Zeus and Hera had several children together, but only two were Olympians: Hephaistos and Ares. However, Zeus was an exceptionally promiscuous god and had many children by various other goddesses and mortal women. Several of these offspring were Olympians (Athena, Apollo, Artemis, Dionysos, Hermes) and some were mere mortals, the most famous of which was Heracles.

Responsibilities

  • King of the gods: ultimately, all other gods had to yield to Zeus’ authority. He wasn’t perfect, and often made errors of judgement, but his word was final.
  • Thunder: Zeus was given the thunderbolt by the Cyclopes, as a reward for defeating the Titans. He uses it as he wishes, including to punish, and even impregnate, mankind.

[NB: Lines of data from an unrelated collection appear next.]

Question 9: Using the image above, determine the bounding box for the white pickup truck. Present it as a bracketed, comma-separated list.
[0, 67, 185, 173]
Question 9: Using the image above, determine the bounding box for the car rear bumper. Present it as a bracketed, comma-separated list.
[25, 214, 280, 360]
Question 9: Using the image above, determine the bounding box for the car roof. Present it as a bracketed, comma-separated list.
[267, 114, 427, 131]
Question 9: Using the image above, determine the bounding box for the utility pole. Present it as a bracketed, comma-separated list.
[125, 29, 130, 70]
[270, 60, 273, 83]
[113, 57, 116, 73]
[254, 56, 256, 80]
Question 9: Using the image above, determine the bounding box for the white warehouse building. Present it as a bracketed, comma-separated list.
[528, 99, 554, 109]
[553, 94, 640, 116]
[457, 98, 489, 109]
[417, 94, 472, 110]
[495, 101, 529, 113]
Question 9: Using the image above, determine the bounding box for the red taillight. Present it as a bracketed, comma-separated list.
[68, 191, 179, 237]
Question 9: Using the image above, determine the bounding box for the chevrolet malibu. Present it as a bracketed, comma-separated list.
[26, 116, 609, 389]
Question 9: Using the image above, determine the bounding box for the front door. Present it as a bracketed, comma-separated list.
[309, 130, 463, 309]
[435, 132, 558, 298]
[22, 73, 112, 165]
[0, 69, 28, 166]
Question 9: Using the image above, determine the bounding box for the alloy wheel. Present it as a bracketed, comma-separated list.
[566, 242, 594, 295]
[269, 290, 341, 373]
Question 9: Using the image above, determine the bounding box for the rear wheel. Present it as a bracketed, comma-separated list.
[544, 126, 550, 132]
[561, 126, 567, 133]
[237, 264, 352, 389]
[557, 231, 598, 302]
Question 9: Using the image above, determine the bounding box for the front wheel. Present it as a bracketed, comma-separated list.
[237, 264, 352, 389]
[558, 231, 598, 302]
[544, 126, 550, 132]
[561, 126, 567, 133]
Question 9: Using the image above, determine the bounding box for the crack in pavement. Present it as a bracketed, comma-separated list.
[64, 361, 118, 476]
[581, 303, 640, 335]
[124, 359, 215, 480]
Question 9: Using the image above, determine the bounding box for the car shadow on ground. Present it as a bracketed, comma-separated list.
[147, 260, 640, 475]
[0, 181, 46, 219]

  • Xenia: this was the Greek term for the relationship between a guest and a host. Acts of hospitality were very important in the ancient Greek world and could be remembered over generations.
  • Justice: an inevitable responsibility for the god who decides the fate of man.
  • Fate: Zeus is closely linked to fate, especially that of cities. Sometimes fate is no more than what Zeus wants to happen, usually after consulting other gods.